Tout ce que les médias disent sur l’Afghanistan est vrai : c’est un peuple rebelle, farouchement indépendant, mais la réalité d’aujourd’hui c’est que ce peuple rebelle et indépendant fait partie de la communauté internationale mondialisée. Dans les années 50, la politique nationale et internationale de l’Afghanistan se faisait dans les palais royaux, entre un roi et un premier ministre. Aujourd’hui, parce que le téléphone portable existe, les négociations de Karzaï avec les talibans inquiètent jusqu’au fin fond des villages perdus dans les différentes vallées, où on subit les méfaits des talibans. Devant un tel changement, on ne peut pas inventer comme hier des argumentations pour dire que c’est uniquement la faute des Américains, des Britanniques ou des Soviétiques. 

Ce sont les problèmes internes à ce pays, les guerres intestines entre les différentes ethnies du pays, qui font que l’Afghanistan a échoué dans sa reconstruction. Depuis 30 ans, l’Afghanistan a accueilli des milliers d’ONG de toutes sortes. La gestion des biens publics dans les villages (santé, éducation, électricité, voirie, etc.) a été abandonnée par l’État à ces ONG qui devaient, de fait, demander la protection des chefs de guerre. Les institutions internationales ont donné de l’argent aux ONG et pas à l’État qui, du coup, n’a pas rempli ses missions. Et face à son échec, l’État, au lieu de réviser sa politique et d’assumer ses lacunes de non gouvernance, accuse les Occidentaux de gaspillage… Devant ce spectacle, le peuple est abasourdi.
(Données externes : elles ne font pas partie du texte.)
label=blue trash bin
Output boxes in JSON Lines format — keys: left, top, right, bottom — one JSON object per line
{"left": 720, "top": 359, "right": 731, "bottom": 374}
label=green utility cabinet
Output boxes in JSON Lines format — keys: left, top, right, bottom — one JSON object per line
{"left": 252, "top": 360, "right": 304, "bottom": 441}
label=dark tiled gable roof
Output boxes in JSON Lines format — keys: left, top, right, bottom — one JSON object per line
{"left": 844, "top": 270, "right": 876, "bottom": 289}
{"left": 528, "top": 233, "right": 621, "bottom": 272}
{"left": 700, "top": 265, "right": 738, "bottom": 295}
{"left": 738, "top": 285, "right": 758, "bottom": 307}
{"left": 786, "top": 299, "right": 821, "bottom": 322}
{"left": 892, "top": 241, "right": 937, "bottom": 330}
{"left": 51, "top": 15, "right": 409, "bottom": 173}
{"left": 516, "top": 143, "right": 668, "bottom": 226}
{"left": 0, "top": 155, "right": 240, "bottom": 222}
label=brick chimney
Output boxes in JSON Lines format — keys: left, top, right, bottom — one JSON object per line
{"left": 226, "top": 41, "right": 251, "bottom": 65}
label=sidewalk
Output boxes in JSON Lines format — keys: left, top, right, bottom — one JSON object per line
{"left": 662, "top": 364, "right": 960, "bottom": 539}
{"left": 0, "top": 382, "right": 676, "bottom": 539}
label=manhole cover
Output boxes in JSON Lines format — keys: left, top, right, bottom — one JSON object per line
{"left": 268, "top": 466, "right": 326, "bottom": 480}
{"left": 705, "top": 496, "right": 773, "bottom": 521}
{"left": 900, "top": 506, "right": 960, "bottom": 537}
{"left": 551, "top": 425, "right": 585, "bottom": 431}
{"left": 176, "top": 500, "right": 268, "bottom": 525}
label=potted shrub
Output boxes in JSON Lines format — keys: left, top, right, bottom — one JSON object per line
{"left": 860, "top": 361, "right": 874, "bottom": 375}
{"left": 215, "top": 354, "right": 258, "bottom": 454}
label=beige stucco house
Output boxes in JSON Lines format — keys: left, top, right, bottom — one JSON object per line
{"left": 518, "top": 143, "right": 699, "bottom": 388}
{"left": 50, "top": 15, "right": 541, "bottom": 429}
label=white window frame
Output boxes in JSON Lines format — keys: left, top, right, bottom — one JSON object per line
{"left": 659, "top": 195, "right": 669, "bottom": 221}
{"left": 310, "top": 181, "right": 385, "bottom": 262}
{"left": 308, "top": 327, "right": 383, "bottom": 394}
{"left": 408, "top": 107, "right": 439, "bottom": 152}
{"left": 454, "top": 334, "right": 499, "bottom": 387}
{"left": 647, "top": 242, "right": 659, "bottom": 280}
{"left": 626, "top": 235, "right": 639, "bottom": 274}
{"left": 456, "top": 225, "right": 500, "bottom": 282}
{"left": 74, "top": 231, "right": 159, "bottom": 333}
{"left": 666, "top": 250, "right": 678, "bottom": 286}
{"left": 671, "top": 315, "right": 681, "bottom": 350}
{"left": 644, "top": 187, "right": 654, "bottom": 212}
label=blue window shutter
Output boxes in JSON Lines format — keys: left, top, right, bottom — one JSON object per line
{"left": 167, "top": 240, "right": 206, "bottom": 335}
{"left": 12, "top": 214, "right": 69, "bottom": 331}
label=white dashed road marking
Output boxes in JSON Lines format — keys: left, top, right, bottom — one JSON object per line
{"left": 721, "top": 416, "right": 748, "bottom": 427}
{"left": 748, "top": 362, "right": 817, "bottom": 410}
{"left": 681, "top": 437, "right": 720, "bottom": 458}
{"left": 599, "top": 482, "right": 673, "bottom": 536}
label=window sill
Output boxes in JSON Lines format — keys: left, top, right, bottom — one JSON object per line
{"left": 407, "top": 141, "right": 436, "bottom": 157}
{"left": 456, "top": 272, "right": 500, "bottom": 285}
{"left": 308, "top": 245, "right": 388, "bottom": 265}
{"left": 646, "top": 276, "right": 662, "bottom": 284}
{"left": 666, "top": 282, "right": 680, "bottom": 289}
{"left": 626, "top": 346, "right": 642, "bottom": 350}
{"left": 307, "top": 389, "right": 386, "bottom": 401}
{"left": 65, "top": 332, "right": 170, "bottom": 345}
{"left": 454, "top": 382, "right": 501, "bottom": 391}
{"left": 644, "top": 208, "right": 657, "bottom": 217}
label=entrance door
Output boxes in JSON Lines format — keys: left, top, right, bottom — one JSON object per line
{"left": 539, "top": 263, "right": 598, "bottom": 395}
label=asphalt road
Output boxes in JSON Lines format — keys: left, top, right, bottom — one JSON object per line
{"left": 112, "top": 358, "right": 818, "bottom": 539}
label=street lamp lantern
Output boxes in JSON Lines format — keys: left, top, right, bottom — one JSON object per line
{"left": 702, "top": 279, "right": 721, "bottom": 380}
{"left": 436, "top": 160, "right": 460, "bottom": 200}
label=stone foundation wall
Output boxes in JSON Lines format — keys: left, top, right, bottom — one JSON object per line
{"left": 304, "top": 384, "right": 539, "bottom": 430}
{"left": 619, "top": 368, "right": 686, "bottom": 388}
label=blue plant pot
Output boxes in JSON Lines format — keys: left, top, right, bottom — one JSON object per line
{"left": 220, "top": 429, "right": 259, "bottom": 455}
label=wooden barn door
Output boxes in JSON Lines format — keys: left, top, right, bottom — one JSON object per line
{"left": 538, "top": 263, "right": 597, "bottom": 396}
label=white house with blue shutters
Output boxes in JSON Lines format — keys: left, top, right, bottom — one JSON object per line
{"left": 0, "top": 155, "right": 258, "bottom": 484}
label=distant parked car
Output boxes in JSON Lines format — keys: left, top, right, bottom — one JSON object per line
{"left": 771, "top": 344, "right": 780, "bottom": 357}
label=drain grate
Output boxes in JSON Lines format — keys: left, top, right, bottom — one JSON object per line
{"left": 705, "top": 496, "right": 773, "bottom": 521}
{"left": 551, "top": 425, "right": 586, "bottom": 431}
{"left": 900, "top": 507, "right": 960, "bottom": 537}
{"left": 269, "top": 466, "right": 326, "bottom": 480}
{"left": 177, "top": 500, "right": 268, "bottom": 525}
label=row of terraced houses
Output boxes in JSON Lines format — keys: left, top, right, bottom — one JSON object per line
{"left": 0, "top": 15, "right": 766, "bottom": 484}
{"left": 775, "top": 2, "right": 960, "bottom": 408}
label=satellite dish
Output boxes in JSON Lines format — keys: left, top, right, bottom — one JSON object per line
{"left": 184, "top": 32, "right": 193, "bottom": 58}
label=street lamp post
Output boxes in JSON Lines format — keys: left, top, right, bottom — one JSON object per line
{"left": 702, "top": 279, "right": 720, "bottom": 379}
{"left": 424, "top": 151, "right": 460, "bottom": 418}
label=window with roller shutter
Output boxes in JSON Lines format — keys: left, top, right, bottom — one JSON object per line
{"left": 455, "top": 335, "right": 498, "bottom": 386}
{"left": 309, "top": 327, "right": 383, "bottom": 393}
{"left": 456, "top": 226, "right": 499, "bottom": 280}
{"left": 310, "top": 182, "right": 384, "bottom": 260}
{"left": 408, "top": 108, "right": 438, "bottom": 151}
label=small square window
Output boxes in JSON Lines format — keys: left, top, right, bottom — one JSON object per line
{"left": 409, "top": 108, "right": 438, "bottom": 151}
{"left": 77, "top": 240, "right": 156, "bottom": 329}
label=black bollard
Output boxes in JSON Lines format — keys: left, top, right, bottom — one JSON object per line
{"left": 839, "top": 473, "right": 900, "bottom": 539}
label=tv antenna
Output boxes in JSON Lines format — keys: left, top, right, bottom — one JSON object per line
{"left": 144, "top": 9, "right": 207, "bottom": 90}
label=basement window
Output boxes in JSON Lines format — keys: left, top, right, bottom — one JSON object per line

D’où le désespoir…

Les gens ne savent plus que penser et la société afghane ressemble à une société malade qui se regarde dans un miroir brisé. Ceux d’entre eux qui en sont conscients ne croient plus à leur avenir. 

L’Occident a-t-il la capacité d’accueillir encore des vagues de réfugiés afghans, comme c’est déjà le cas aujourd’hui ? Des milliers d’Afghans dorment sur les trottoirs d’Athènes, première porte de l’Europe pour eux. Les « passeurs » organisent déjà ces migrations, se faisant payer alors même qu’ils savent que l’accueil dans les pays européens est de plus en plus compromis par des politiques d’immigration de plus en plus surveillées. 

Le retour annoncé des talibans risque d’accentuer la déstabilisation du pays et de la région.